Those looking for protection have only found themselves trading one kind of risk for another
The traditional safety offered by fixed-income investments hasn’t materialized so far for Canadian ETF investors.
Historically, Canadians have tended to be conservative in their investments. Aside from having a home bias in their portfolios, they’ve also weighted 33% of their ETF portfolios toward fixed income this year, according to a National Bank of Canada report. In comparison, US investors have placed just 18% of their ETF portfolios in bonds, reported the Financial Post.
Figures from BMO also point to a Canadian appetite for fixed-income ETFs, which have gathered $5.4 billion in net new assets this year compared to just $1.9 billion in equity-based ETFs.
But according to Mark Noble, this tendency to bet on bonds may be harmful, especially for those who aren’t aware of what they’re getting into. “I would say that the financial literacy on fixed-income is poorer versus equities among both professional advisors and investors,” he told the Post.

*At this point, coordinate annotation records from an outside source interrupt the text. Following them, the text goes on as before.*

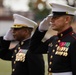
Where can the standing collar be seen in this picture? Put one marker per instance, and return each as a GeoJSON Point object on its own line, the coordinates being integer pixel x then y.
{"type": "Point", "coordinates": [64, 33]}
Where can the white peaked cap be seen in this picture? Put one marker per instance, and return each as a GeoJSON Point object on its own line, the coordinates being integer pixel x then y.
{"type": "Point", "coordinates": [21, 21]}
{"type": "Point", "coordinates": [57, 7]}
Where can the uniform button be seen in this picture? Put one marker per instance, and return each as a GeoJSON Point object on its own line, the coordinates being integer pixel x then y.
{"type": "Point", "coordinates": [58, 40]}
{"type": "Point", "coordinates": [53, 50]}
{"type": "Point", "coordinates": [12, 56]}
{"type": "Point", "coordinates": [15, 51]}
{"type": "Point", "coordinates": [51, 56]}
{"type": "Point", "coordinates": [22, 43]}
{"type": "Point", "coordinates": [49, 69]}
{"type": "Point", "coordinates": [72, 33]}
{"type": "Point", "coordinates": [19, 48]}
{"type": "Point", "coordinates": [50, 63]}
{"type": "Point", "coordinates": [14, 62]}
{"type": "Point", "coordinates": [50, 73]}
{"type": "Point", "coordinates": [61, 34]}
{"type": "Point", "coordinates": [56, 45]}
{"type": "Point", "coordinates": [13, 70]}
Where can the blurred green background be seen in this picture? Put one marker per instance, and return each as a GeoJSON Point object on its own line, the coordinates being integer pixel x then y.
{"type": "Point", "coordinates": [5, 66]}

While fixed income has worked as a safe investment in the years of low or declining interest rates, that’s not the case anymore as rate hikes enter the picture. For bond investments, 1% rise in interest rates generally equates to a loss of roughly the same amount per year of duration. When yields are sitting between 2% and 3%, Noble said, it’s a problem.
“Remember eight years ago when we told you this could create negative return in your fixed income portfolio? Now it’s actually happening,” he said.
Some investors have decided to sidestep that danger by going into senior loans, a type of fixed-income investment whose yield rises as rates are hiked. But with the Bank of Canada’s decision to stall interest rate hikes this month, there’s a growing concern about corporate credit risk and how senior loans will perform.
That’s not the first time bond investors pursuing seemingly sound strategies have been caught wrong-footed. Before interest rates started to rise, investors were putting money in broad-based bond ETFs. But issuances of those ETFs were longer-duration, so they left investors who were just looking for simple fixed-income exposure open to high-interest-rate risk.
But according to BMO Asset Management portfolio manager Alfred Lee, the current trend of placing bets on short-term ETFs — one- to five-year investments that are sold a year before maturity — is still unsound. His reason: the short end of the yield curve has flattened, while the long end is outperforming.
“I think a lot of investors assume the yield curve moves up in a parallel manner, which it hasn’t,” Lee told the Post.
Many bond investors have also gone into laddered preferred shares, whose dividend payouts adjust based on the five-year government bond yield. But as rate hikes slowed, investors sold off, causing cratered returns in October as well as year-to-date losses exceeding 10%.
And while Lee advises investors to consider ultrashort-term fixed-income ETFs, which have seen a 1.89% year-to-date return, he warns that those investments still come with considerable credit risk.